After coming out there was more light. Initially there was some pain too as a week after the Anglican diocese promised to give me their full support as a transgender woman I was banned from preaching or leading anything. The pastor of the church I sought out trying to save my evangelicalism decided I was an abomination. I never went back. Another church tried to ban me from even setting foot on the premises because I was transgender.
There was more light though. More space too. I found support and community especially in three places. Metropolitan Community Church, a church originally founded as a safe place for queer people to be Christian and accepted. There’s a wide variety of Christians there from evangelical to ultra-liberal and that’s a good thing. MCC gave space to explore in acceptance and love and when the time came it was a safe place to “lose my faith.” Since leaving the church I’ve recommended it to quite a few people who want to worship without fear of hate. I found safety and space too in the local Quaker community and for a while with the Unitarians. I decided that neither of those places was where I was meant to stay but I am full of gratitude for the time spent in both of those groups.
I did lose my faith. From strong theism and necessity to non-theism to atheism. I’ve written at length about the process in theological and emotional terms and don’t want to write about it again now. Somewhere on another blog there are multiple posts about realising and coming to terms with just how much pain my religion and faith had caused.
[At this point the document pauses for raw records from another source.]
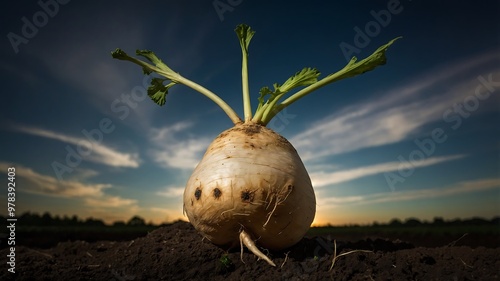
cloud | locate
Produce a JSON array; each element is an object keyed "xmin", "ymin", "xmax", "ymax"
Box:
[
  {"xmin": 290, "ymin": 50, "xmax": 499, "ymax": 161},
  {"xmin": 310, "ymin": 155, "xmax": 463, "ymax": 188},
  {"xmin": 16, "ymin": 126, "xmax": 140, "ymax": 168},
  {"xmin": 150, "ymin": 122, "xmax": 211, "ymax": 169},
  {"xmin": 317, "ymin": 178, "xmax": 500, "ymax": 208},
  {"xmin": 0, "ymin": 162, "xmax": 137, "ymax": 208},
  {"xmin": 156, "ymin": 186, "xmax": 184, "ymax": 198},
  {"xmin": 84, "ymin": 195, "xmax": 137, "ymax": 208}
]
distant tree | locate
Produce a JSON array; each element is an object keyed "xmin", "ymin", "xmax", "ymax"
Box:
[
  {"xmin": 113, "ymin": 221, "xmax": 126, "ymax": 227},
  {"xmin": 41, "ymin": 212, "xmax": 53, "ymax": 226},
  {"xmin": 127, "ymin": 216, "xmax": 146, "ymax": 226},
  {"xmin": 432, "ymin": 217, "xmax": 445, "ymax": 225},
  {"xmin": 490, "ymin": 217, "xmax": 500, "ymax": 226},
  {"xmin": 405, "ymin": 218, "xmax": 422, "ymax": 226},
  {"xmin": 389, "ymin": 218, "xmax": 403, "ymax": 226},
  {"xmin": 84, "ymin": 217, "xmax": 105, "ymax": 226},
  {"xmin": 465, "ymin": 217, "xmax": 488, "ymax": 225}
]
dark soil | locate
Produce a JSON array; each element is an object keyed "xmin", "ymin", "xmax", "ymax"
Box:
[{"xmin": 0, "ymin": 222, "xmax": 500, "ymax": 281}]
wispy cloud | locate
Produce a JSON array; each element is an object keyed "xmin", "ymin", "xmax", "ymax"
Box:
[
  {"xmin": 290, "ymin": 50, "xmax": 500, "ymax": 161},
  {"xmin": 310, "ymin": 155, "xmax": 463, "ymax": 188},
  {"xmin": 157, "ymin": 186, "xmax": 184, "ymax": 198},
  {"xmin": 317, "ymin": 178, "xmax": 500, "ymax": 208},
  {"xmin": 0, "ymin": 162, "xmax": 137, "ymax": 208},
  {"xmin": 150, "ymin": 122, "xmax": 210, "ymax": 169},
  {"xmin": 16, "ymin": 126, "xmax": 140, "ymax": 168}
]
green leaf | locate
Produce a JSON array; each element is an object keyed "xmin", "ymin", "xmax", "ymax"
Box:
[
  {"xmin": 279, "ymin": 67, "xmax": 320, "ymax": 93},
  {"xmin": 135, "ymin": 50, "xmax": 173, "ymax": 72},
  {"xmin": 339, "ymin": 36, "xmax": 402, "ymax": 78},
  {"xmin": 234, "ymin": 24, "xmax": 255, "ymax": 52},
  {"xmin": 148, "ymin": 78, "xmax": 176, "ymax": 106}
]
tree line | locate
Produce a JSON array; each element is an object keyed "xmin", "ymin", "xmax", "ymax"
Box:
[{"xmin": 0, "ymin": 212, "xmax": 500, "ymax": 227}]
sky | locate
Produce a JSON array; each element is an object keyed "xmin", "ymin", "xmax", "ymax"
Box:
[{"xmin": 0, "ymin": 0, "xmax": 500, "ymax": 225}]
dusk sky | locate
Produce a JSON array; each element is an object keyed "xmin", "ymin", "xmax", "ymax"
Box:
[{"xmin": 0, "ymin": 0, "xmax": 500, "ymax": 225}]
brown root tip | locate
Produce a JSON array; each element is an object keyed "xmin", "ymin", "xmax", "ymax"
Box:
[{"xmin": 240, "ymin": 230, "xmax": 276, "ymax": 266}]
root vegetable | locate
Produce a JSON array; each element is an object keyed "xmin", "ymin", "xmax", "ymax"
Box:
[{"xmin": 112, "ymin": 24, "xmax": 398, "ymax": 266}]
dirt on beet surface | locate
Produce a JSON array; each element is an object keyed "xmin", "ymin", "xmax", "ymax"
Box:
[{"xmin": 0, "ymin": 222, "xmax": 500, "ymax": 281}]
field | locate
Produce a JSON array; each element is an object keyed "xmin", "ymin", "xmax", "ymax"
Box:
[{"xmin": 0, "ymin": 222, "xmax": 500, "ymax": 280}]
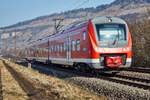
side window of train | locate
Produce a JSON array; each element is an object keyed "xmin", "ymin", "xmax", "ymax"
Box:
[
  {"xmin": 72, "ymin": 40, "xmax": 76, "ymax": 51},
  {"xmin": 82, "ymin": 31, "xmax": 87, "ymax": 40},
  {"xmin": 64, "ymin": 42, "xmax": 66, "ymax": 51},
  {"xmin": 76, "ymin": 40, "xmax": 80, "ymax": 51}
]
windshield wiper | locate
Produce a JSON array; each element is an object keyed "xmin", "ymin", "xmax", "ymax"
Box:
[{"xmin": 112, "ymin": 29, "xmax": 120, "ymax": 45}]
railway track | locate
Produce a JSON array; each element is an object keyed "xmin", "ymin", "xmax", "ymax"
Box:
[
  {"xmin": 3, "ymin": 62, "xmax": 43, "ymax": 100},
  {"xmin": 24, "ymin": 65, "xmax": 150, "ymax": 90},
  {"xmin": 127, "ymin": 67, "xmax": 150, "ymax": 74},
  {"xmin": 0, "ymin": 66, "xmax": 3, "ymax": 100}
]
They say there is a God shaped hole at the centre of each one of us. I don’t believe that. What I do believe is that leaving a religion leaves a massive hole. Religion fulfils many of our psychological needs. Religion gives us many things and it still gives them even when almost every belief of the religion is false or abusive. The emotional tie to a way of faith can be much stronger than reason too. That tie becomes almost our everything. Leaving it behind is difficult, potentially one of the hardest things anyone does. We do it though. Thousands, millions have left religions, controlling groups, cults. We do it because we can do it. Because we are human and that’s an incredible thing to be.
We leave. And before, during or afterwards most of us ask the same question:
Where do we go now? Where is meaning?